La Hongrie et la Slovaquie devront, contre leur volonté, accueillir des réfugiés en appliquant le plan de répartition obligatoire destiné à l'UE. La Cour de justice de l'Union européenne a rejeté leurs recours mercredi.
06 sept. 2017, 10:38
/ Màj. le 06 sept. 2017 à 10:42
La Hongrie et la Slovaquie refusaient d'accueillir des demandeurs d'asile depuis l'Italie et la Grèce, comme l'impose un plan européen de 2015. (illustration)

La Cour de justice de l'Union européenne (CJUE) a rejeté mercredi "dans leur intégralité" les recours déposés par la Hongrie et la Slovaquie, avec le soutien de la Pologne, pour ne pas appliquer le plan de répartition obligatoire des réfugiés à travers l'UE.
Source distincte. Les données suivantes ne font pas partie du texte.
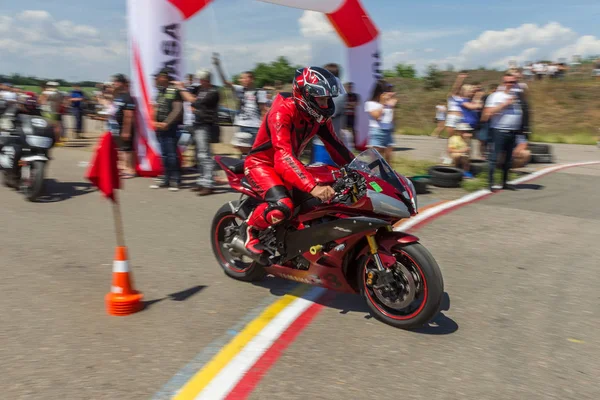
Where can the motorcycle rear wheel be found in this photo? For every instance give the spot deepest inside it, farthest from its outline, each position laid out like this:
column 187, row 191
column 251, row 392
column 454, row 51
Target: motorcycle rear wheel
column 428, row 289
column 233, row 266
La justice européenne estime dans un arrêt rendu mercredi que le mécanisme dénoncé par les deux Etats membres "contribue effectivement et de manière proportionnée" à soulager la Grèce et l'Italie, débordées par l'afflux de migrants.

 

 

Fin juillet, l'avocat général de la CJUE, Yves Bot, dont l'avis n'est pas contraignant mais généralement suivi par le tribunal, avait rejeté les arguments présentés par Bratislava et Budapest.

Pour clore le sujet

La question divise le bloc européen depuis plus de deux ans et les hauts responsables de l'UE espèrent que la décision de la CJUE permettra de clore le sujet et de reprendre les discussions sur la politique d'asile en Europe. Les gouvernements du groupe de Visegrad (Pologne, Hongrie, République tchèque, Slovaquie) sont fermement opposés au plan de relocalisation des migrants et réfugiés dans l'UE, adopté lors de la crise migratoire de 2015.

Depuis 2014, l'UE a accueilli plus de 1,7 million de migrants et réfugiés en provenance du Moyen-Orient et d'Afrique. Mais après l'afflux massif de 2015, le nombre d'arrivées a baissé régulièrement. La Commission européenne a précisé en juillet qu'environ 24'700 personnes avaient été transférées hors d'Italie et de Grèce en vertu de son plan de relocalisation, au lieu des 120'000 prévues.